RPM Nationals is a Top Shelf Event
On an air strip in the middle of California, history was recreated, and new memories were thrown into high-gear. In the mid 1930’s there was a car club called the RPM’ers who held drag races in San Diego, but when they lost access to their drag strip the club fell apart. Fast forward, 90 or so years and hot rodders Justin Baas and Russ Hare are recreating history in Santa Margarita Park. With the permission of the original RPM’ers, they have recreated the RPM Nationals Car Club and Drag Races. Now in its second year, RPM Nationals has become a modern-day beacon of traditional hot rodding culture on the West Coast.
“American ingenuity in the 20th century was responsible for creating some of the most unique manmade creations of human existence,” said owner and racer, Bobby Green of the Old Crow Speed Shop. “We should never take this for granted. Instead we should celebrate it and share these accomplishments with newer generations. Events like this do just that.”
Compared to last year, the number of cars racing was about the same, but the quality of cars and the racing itself were up. It felt like there was twice as many spectators in attendance this time around. Racers came from all over California and Oregon; one car and racer even made the voyage all the way from Germany.
But this year, just like last year, the flathead races and racers were infinitely more approachable than modern-day racing. First and foremost—the little sputters of flatheads and four-bangers doesn’t shake you to your core like a nitro burning funny car on a drag strip hundreds of yards away from you. At RPM Nationals you can get close, you can see the driver’s faces, and they can hear you cheer them on.
A few standouts worth noting include the Eddie Dye 1929 Ford roadster. This sexy little roadster was on the short list for a 2018 AMBR award earlier in the year, so to see the historic roadster ripping it up on the blacktop with its world-class paint job and flawless chrome was, needless to say, very impressive. Equally cool, was Marc Nelson’s garage-built belly tanker. There was something there for everyone—but I have to say, seeing a 36 chopped Ford taildragger by Carrillo Customs banging through the gears was one my favorites to watch.
First time vintage flathead racer Steve Gonzalez from Southern California was out on the track racing a 1930 Ford roadster with an 8ba motor that was hopped up with a Schneider Cam and Cyclone Heads. “It was an amazing feeling to finally race what I’d been building since January,” he said. “I was happy to simply make it to the finish line.
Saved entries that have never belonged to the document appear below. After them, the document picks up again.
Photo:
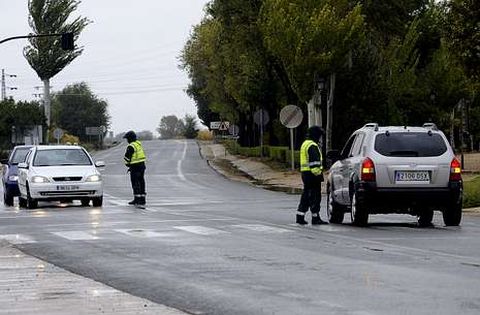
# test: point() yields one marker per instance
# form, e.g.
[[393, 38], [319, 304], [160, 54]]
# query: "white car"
[[62, 173]]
It was more than a race for me, it was truly a life moment to have my daughter cheering for me from the sideline.” Steve’s young daughter and her grandparents were watching from the hay bales further on down the 1/8 mile track.
(I met Steve when he was pushing his model A by himself—so I threw my substantial weight behind it, to get him closer the starting-line. Steve was so excited to race and all I was doing that day was wishing I was racing. For the rest of the day, I caught most of his races on video for him. I learned in the process of writing this blog, a few weeks after the race, that his wife had passed away from cancer. Steve would have been fine that day without me—he didn’t need or ask for my help. Being a part of Steve’s experience gave meaning to the day for me—I was truly sorry to learn about his loss but I am thankful we were able to work together that day to create a few new fun memories.)
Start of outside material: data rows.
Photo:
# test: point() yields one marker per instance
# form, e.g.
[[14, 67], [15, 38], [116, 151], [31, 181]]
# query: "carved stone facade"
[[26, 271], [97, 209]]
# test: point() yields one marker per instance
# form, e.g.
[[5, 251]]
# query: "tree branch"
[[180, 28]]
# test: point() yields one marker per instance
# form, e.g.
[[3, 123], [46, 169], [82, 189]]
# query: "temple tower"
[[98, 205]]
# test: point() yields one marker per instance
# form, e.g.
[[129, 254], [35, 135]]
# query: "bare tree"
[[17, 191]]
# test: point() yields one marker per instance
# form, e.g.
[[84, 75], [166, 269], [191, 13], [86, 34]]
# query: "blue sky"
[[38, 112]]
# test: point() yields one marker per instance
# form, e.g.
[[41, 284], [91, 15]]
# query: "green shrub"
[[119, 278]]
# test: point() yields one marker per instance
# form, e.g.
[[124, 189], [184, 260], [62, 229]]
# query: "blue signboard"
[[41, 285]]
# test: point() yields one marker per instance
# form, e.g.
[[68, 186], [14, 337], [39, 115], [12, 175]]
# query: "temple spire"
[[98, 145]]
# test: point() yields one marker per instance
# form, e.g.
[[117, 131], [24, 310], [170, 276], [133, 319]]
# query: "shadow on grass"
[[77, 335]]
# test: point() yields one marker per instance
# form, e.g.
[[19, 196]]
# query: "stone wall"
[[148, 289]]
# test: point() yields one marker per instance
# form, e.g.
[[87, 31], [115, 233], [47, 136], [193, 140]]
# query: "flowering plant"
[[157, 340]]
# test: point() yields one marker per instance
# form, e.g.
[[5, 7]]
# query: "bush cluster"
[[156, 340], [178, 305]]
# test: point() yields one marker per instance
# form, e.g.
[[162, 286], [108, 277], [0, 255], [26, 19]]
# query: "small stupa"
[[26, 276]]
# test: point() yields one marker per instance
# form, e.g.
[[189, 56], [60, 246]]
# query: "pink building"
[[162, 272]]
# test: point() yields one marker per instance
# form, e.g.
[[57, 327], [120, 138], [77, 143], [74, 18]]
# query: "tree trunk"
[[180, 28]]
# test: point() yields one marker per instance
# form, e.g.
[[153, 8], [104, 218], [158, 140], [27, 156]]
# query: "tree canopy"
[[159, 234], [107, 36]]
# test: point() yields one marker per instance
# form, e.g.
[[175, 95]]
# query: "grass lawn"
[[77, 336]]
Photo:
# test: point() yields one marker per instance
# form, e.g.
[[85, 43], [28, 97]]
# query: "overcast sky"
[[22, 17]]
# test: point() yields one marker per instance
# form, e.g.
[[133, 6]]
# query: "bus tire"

In other races that day, the female racers went largely undefeated. This is something that was highly unlikely to have happened in the 30’s, but the female racers were dominant at RPM Nationals 2018. Several of the winners in 2018 had won previously in 2017, but not without upgrades to remain competitive in their classes. Winners of the day took home prizes like vintage hubcaps, race intakes, drop axels and big smiles.
I think everyone won that day – well maybe not the Hoppin’ Mad Bunny. Inside joke: no bunnies were harmed in the racing at Santa Margarita Park.